Étiez-vous aumônier, sergent ?"
– Non, mon capitaine, mon père me l'avait envoyé, puisque
chaque Juif doit observer ce rite pendant la fête de Souccot.
– Mais vous auriez pu prendre avec vous quelques provisions supplémentaires
pour le front au lieu du Loulav et de l'Étrog. Était-il si important
d'amener ces deux choses sur le champ de bataille ?
– Voyez-vous, capitaine, la Souccah est la hutte que nous construisons
pour y manger pendant la fête et le Loulav et l'Étrog nous garantissent
la protection de D.ieu. Je ne peux pas vous expliquer la valeur que ces objets
avaient pour moi. Ils me donnaient du courage et de la foi.
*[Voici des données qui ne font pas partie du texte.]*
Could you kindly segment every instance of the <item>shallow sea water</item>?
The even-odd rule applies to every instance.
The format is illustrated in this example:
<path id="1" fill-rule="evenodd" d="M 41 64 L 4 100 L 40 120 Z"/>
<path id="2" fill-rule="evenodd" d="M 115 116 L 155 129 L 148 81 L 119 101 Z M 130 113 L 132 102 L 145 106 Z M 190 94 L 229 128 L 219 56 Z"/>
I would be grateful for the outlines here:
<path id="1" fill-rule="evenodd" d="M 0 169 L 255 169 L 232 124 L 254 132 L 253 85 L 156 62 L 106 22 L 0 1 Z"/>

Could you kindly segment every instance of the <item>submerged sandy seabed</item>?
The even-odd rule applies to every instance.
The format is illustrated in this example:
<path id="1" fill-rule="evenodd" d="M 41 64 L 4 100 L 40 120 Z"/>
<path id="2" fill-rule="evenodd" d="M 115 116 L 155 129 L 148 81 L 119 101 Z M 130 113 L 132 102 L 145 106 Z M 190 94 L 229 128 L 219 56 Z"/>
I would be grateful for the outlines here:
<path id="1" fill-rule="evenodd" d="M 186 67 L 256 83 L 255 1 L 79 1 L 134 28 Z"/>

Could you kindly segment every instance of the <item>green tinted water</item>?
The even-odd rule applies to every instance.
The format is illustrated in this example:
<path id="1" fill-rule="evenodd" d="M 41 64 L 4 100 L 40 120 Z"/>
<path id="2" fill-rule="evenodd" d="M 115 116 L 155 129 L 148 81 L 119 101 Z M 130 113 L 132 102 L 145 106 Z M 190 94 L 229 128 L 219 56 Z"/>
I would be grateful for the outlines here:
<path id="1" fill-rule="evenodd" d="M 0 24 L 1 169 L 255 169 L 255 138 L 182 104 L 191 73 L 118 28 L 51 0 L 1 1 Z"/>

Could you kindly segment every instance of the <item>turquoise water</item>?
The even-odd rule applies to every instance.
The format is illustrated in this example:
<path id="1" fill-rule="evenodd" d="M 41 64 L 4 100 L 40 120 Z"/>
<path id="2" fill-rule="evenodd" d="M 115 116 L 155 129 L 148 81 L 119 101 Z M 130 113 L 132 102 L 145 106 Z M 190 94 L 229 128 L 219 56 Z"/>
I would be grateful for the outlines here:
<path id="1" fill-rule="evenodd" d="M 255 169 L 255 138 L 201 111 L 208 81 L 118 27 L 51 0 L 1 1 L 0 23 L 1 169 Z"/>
C'est la raison
pour laquelle je les ai apportés avec moi dans la bataille.
– Pensez-vous que vous auriez pu faire les actes que vous avez faits,
même sans le Loulav et l'Étrog ?
– Je ne sais pas, mon capitaine, mais je suis sûr qu'ils y ont
contribué.
– Mon D.ieu, si tous les militaires juifs prenaient avec eux, dans la
bataille, un Loulav et un Étrog, on aurait déjà gagné
la guerre. En tout cas, mes félicitations, sergent, et mes meilleurs
vœux de réfoua chéléma (de bonne convalescence).
– Êtes-vous juif, mon capitaine ?
– Oui, mon ami, mais, jusqu'à maintenant, je ne savais pas jusqu'à
quel degré je me sentais juif. Chalom !
Et les deux soldats juifs se quittèrent en souriant.